Помню, в садике нам давали размазню… овсяную кашу. Уж как мы её любили…
А потом мама вдруг услышала по радио, что в районе детского сада объявлена тревога, бомбёжка. Она недалеко работала, в домоуправлении… Прибежала, смотрит – на месте детсада воронка. И всё кругом развалено, стекла битые, кирпичи. Всплеснула тогда руками, заплакала: «Что же это теперь…» Думала, что все дети погибли. А тут женщина подходит и говорит: «Не беспокойтесь, мамаша, детей успели увезти в бомбоубежище…»

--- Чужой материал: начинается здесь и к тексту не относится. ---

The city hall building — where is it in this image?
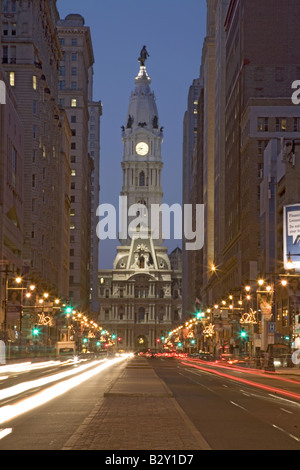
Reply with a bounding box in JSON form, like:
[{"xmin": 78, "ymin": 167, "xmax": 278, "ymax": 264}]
[{"xmin": 98, "ymin": 53, "xmax": 182, "ymax": 352}]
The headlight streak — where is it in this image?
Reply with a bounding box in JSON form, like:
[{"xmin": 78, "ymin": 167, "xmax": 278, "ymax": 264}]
[
  {"xmin": 181, "ymin": 361, "xmax": 300, "ymax": 402},
  {"xmin": 0, "ymin": 359, "xmax": 109, "ymax": 402},
  {"xmin": 0, "ymin": 355, "xmax": 129, "ymax": 425},
  {"xmin": 0, "ymin": 358, "xmax": 85, "ymax": 375},
  {"xmin": 0, "ymin": 428, "xmax": 12, "ymax": 440}
]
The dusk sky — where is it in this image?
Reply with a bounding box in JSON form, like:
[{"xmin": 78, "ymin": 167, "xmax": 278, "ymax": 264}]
[{"xmin": 57, "ymin": 0, "xmax": 206, "ymax": 268}]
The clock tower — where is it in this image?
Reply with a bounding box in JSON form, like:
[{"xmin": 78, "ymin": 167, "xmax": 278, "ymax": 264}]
[
  {"xmin": 98, "ymin": 50, "xmax": 182, "ymax": 353},
  {"xmin": 120, "ymin": 63, "xmax": 164, "ymax": 245}
]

И опять я без садика осталась…
Во время войны мы ходили к татарской мечети, собирали камешки. Там такая красивая мозаика была… Собирали и потом рыли в земле место, клали этот камушек, сверху стёклышко – это у нас называлась тайна… Чему могли, тому и радовались – вот камешки, лоскутки…
У меня были куклы, которые делали сами. Собирали всякие лоскутки и делали домики… И почему-то красные лоскутки были больше всего в цене, когда ими менялись. А на улице играли в казаки-разбойники, в лапту… Собирали жёлуди. Хвою собирали…
Еще помню, в кухне стояла большая плита, и ручка у неё большая… И мама спрашивала: «Что ты тут всё стоишь?» А я: «Да я просто постою…» И держалась за эту ручку, чтобы мне теплее было… А бабушка всё вязала – у неё был сундук, и я в этот сундук залезу, посмотрю, какие раньше у неё были платья, как она вышивала… Потом из тряпочек мама мне сделала куклу – пупсик такой вышел гуттаперчевый. Из чулка головка, к ней пришиты чёрные локоны. И чего только не нашила на эту куклу – всякой разной одежды. Эта кукла у меня была как музейная редкость. Уже после войны дети приходили, и мы стали делать кукольный театр. У мамы была лиса на воротник – для нас это серый волк. На пальчики надевали клоуна – это у нас охотник. А красная шапочка – это моя кукла… И мы делали спектакли, даже продавали билетики…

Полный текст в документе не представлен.